Speaking to Business Standard on the verdict, V K Sajith, an advocate for Indian Bank that had backed the resolution plan, with four other lenders, said the bench had gone beyond only the interests of corporate debtor and corporate creditors, as the plan involved possible rehabilitation of 450 workers.
Indian Overseas Bank, Central Bank of India and Bank of Maharashtra, with a combined 29.12 percent voting power, had resisted the resolution plan, citing the 75 per cent vote share
The bench rejected this. “The dissenting bankers appear to have been guided by 75 per cent as prescribed under Section 30(4), rather than any policy or Reserve Bank of India
(RBI) guidelines in that regard. Section 30(4) merely states that the Resolution Plan may be approved by a vote not less than 75 per cent of voting share of the financial creditors. It did not say whether such percentage is out of the total voting share of the financial creditors or those present during meetings of the respective COC (committee of creditors) of financial creditors. Since the IBC is a new Code and still evolving, the above percentage has to be read with various circulars issued by RBI, regulator for the banking sector,” the bench said in a 100-page judgement.
The registry was told to send a copy of the order to the RBI
governor. The bench approved the OTS presented by the Resolution Professional, based on the consent of five financial institutions —Indian Bank, JM Financial Asset Reconstruction Company, Allahabad Bank, Andhra Bank and Oriental Bank of Commerce.

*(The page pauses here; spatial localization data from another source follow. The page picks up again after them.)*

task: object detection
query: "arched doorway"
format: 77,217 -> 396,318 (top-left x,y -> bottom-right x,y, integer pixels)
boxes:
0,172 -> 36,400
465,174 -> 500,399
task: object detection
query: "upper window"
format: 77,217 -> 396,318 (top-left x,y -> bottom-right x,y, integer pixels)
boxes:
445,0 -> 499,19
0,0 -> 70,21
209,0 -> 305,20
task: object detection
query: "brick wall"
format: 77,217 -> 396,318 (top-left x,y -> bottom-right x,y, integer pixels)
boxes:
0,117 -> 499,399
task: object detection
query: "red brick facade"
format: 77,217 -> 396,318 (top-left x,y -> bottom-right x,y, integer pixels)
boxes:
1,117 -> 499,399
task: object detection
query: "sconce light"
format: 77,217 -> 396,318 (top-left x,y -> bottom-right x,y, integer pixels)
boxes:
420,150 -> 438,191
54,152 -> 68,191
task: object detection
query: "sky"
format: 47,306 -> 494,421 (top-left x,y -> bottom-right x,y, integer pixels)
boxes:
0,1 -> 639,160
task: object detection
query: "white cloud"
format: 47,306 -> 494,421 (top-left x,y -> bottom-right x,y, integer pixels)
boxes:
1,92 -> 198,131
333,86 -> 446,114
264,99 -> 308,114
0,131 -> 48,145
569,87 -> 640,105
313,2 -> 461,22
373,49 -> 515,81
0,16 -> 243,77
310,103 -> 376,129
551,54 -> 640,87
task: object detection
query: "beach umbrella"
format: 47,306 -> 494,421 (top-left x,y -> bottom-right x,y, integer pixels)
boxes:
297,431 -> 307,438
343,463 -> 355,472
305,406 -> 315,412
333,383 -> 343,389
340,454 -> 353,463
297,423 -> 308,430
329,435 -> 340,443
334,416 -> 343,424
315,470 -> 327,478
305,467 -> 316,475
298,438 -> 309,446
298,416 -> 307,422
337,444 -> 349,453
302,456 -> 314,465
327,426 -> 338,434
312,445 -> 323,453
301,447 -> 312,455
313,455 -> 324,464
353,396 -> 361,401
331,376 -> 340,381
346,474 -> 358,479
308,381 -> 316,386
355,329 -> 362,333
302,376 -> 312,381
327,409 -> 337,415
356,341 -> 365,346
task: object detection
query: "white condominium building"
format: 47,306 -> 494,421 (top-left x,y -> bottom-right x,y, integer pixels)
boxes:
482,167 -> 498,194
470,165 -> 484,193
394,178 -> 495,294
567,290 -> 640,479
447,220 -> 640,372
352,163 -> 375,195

Kamineni had shut down the operations of its plant in Nalgonda district of Telangana, owing to financial and other difficulties. Noting its willingness to implement the resolution plan, the NCLT
bench observed a recommencing of operations would increase manufacturing activity in the area and save the livelihood of around 450 workers and their kin. The bench relied on RBI
guidelines pertaining to the mechanism of a Joint Lenders Forum to uphold the resolution process endorsed by the five corporate creditors. According to RBI’s guidelines, if 60 per cent of the creditors by value and 50 per cent by number approve a plan, this will bind the other lenders.
“Considering the RBI
circular, though 75 per cent of the lenders in value did not approve the revised OTS Scheme, considering the entire issue in its totality i.e revival of a relatively new company, started with an investment of Rs 1,400 crore, to renew employment opportunities both direct and indirect, contribution to state and central exchequer, to GDP, etc, (we) approve the Revised OTS, since a majority of the lenders, also being public sector banks, and even a private sector ARC (asset reconstruction company) have approved,” the bench said.